Consumer rebalancing algorithm
The consumer rebalancing algorithms allows all the consumers in a group to come into consensus on which consumer is consuming which partitions. Consumer rebalancing is triggered on each addition or removal of both broker nodes and other consumers within the same group. For a given topic and a given consumer group, broker partitions are divided evenly among consumers within the group. A partition is always consumed by a single consumer. This design simplifies the implementation. Had we allowed a partition to be concurrently consumed by multiple consumers, there would be contention on the partition and some kind of locking would be required. If there are more consumers than partitions, some consumers won't get any data at all. During rebalancing, we try to assign partitions to consumers in such a way that reduces the number of broker nodes each consumer has to connect to.
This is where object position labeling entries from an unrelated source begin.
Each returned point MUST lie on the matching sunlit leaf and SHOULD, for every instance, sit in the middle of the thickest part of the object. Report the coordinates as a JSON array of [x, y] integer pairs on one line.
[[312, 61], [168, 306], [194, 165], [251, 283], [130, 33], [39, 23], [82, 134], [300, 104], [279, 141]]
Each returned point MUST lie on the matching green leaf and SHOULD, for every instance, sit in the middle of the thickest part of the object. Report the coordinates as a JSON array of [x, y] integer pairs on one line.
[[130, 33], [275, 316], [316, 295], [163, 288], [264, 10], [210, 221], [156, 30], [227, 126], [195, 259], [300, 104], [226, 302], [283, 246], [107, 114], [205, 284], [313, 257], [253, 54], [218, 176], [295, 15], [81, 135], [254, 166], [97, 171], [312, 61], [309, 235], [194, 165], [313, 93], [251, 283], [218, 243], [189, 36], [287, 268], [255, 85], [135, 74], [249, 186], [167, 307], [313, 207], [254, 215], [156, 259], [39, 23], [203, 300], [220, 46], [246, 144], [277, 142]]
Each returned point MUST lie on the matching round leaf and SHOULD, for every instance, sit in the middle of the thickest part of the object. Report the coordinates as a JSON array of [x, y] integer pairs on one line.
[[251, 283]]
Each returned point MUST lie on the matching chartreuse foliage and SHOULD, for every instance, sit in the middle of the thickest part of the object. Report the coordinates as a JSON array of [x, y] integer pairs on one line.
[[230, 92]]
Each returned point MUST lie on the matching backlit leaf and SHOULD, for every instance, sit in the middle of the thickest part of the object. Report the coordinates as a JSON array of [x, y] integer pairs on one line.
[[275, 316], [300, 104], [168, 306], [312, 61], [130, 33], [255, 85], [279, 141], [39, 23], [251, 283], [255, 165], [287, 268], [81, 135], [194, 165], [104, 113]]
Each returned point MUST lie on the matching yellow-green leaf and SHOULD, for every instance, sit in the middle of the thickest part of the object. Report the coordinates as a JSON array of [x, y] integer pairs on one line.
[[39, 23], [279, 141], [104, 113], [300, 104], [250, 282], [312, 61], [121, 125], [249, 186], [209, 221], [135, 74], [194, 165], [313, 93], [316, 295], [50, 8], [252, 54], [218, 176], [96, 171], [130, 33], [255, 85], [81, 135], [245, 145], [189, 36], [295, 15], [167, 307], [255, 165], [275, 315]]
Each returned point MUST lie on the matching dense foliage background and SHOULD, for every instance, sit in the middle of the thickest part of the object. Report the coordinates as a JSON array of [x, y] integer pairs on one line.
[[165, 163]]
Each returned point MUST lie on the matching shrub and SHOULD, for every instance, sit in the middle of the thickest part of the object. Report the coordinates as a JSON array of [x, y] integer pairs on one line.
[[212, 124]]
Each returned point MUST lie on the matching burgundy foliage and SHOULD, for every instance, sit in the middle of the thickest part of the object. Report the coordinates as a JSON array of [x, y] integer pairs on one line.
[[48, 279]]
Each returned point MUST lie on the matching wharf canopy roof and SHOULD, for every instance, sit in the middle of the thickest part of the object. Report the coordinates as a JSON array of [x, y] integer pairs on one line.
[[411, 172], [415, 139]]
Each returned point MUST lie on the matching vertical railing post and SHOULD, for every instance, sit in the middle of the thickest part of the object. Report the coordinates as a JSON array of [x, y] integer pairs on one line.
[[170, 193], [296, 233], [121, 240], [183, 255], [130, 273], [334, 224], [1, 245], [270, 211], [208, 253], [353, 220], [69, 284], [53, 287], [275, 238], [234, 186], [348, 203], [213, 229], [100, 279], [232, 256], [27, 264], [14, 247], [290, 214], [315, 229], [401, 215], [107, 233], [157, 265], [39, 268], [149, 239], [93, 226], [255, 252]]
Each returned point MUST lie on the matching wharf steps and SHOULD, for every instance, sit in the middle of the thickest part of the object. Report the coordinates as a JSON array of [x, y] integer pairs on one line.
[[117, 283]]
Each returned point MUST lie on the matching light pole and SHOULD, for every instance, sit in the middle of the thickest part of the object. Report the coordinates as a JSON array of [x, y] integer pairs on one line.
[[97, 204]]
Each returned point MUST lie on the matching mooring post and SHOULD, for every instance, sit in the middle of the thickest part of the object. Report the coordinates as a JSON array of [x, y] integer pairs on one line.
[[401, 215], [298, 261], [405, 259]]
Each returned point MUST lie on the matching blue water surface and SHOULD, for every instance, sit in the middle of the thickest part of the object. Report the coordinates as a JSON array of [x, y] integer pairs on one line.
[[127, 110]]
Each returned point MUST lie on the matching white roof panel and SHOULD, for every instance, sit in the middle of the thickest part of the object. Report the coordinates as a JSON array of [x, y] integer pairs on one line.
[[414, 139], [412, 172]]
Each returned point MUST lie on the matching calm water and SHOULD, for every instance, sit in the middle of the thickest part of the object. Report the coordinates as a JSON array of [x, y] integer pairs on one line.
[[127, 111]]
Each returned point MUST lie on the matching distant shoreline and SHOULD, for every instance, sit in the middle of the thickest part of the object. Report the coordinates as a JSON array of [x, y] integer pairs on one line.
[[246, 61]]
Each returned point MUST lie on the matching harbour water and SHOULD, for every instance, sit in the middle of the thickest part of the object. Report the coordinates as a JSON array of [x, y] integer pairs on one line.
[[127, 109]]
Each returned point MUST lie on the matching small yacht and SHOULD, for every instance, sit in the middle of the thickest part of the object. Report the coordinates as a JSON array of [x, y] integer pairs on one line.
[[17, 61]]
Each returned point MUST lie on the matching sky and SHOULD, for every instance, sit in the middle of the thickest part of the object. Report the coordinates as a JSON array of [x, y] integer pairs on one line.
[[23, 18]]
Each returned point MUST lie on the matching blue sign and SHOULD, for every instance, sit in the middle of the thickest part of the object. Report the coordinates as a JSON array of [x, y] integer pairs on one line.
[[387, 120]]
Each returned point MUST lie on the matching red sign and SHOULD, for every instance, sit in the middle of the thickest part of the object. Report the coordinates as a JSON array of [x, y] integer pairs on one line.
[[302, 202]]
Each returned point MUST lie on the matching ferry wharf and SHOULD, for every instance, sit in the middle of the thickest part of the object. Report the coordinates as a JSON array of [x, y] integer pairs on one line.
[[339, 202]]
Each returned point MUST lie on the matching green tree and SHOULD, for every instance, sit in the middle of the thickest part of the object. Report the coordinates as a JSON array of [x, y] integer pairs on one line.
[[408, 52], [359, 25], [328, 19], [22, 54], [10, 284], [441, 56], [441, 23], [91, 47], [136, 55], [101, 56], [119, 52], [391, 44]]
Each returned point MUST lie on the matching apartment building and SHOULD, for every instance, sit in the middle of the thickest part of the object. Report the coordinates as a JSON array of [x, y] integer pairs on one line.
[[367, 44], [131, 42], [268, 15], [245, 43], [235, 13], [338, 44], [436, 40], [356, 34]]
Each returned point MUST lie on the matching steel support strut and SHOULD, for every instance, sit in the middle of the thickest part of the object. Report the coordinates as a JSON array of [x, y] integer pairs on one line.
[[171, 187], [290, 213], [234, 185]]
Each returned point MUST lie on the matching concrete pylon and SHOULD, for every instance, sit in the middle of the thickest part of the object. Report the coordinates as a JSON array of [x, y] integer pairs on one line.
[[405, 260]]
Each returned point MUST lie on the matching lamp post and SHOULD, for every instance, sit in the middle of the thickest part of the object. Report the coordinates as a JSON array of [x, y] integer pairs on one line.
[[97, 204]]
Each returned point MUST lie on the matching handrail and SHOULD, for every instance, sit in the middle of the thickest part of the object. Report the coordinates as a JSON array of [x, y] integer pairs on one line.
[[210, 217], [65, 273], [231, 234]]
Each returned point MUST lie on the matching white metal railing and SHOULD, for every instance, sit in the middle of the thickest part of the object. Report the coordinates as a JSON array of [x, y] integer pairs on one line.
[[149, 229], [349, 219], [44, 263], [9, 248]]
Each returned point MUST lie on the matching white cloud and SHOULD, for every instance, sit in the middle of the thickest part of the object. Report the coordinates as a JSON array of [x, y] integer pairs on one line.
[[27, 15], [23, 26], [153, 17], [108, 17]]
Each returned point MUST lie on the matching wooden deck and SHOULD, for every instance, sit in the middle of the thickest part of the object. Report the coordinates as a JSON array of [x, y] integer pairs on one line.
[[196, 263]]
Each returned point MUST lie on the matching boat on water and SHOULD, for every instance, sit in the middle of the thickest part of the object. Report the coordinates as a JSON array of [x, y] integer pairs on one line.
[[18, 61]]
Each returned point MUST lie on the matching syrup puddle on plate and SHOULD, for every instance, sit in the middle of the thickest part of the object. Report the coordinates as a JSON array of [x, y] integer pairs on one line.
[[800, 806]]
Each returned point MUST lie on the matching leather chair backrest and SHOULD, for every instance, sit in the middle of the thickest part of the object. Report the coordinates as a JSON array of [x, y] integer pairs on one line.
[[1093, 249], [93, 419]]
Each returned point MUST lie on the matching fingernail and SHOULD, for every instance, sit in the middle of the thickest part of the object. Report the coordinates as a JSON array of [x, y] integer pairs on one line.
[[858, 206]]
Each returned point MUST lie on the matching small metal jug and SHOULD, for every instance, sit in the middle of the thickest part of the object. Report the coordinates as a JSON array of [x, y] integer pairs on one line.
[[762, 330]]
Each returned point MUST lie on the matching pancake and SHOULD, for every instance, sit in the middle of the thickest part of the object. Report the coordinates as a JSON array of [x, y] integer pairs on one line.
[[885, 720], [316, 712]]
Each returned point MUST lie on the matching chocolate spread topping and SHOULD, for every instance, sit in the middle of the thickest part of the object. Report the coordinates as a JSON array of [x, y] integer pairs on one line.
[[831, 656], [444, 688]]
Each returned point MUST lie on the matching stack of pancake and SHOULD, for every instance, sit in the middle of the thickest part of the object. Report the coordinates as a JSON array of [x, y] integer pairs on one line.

Each consumer does the following during rebalancing:
1. For each topic T that Ci subscribes to2. let PT be all partitions producing topic T3. let CG be all consumers in the same group as Ci that consume topic T4. sort PT (so partitions on the same broker are clustered together)5. sort CG6. let i be the index position of Ci in CG and let N = size(PT)/size(CG)7. assign partitions from i*N to (i+1)*N - 1 to consumer Ci8. remove current entries owned by Ci from the partition owner registry9. add newly assigned partitions to the partition owner registry (we may need to re-try this until the original partition owner releases its ownership)
When rebalancing is triggered at one consumer, rebalancing should be triggered in other consumers within the same group about the same time.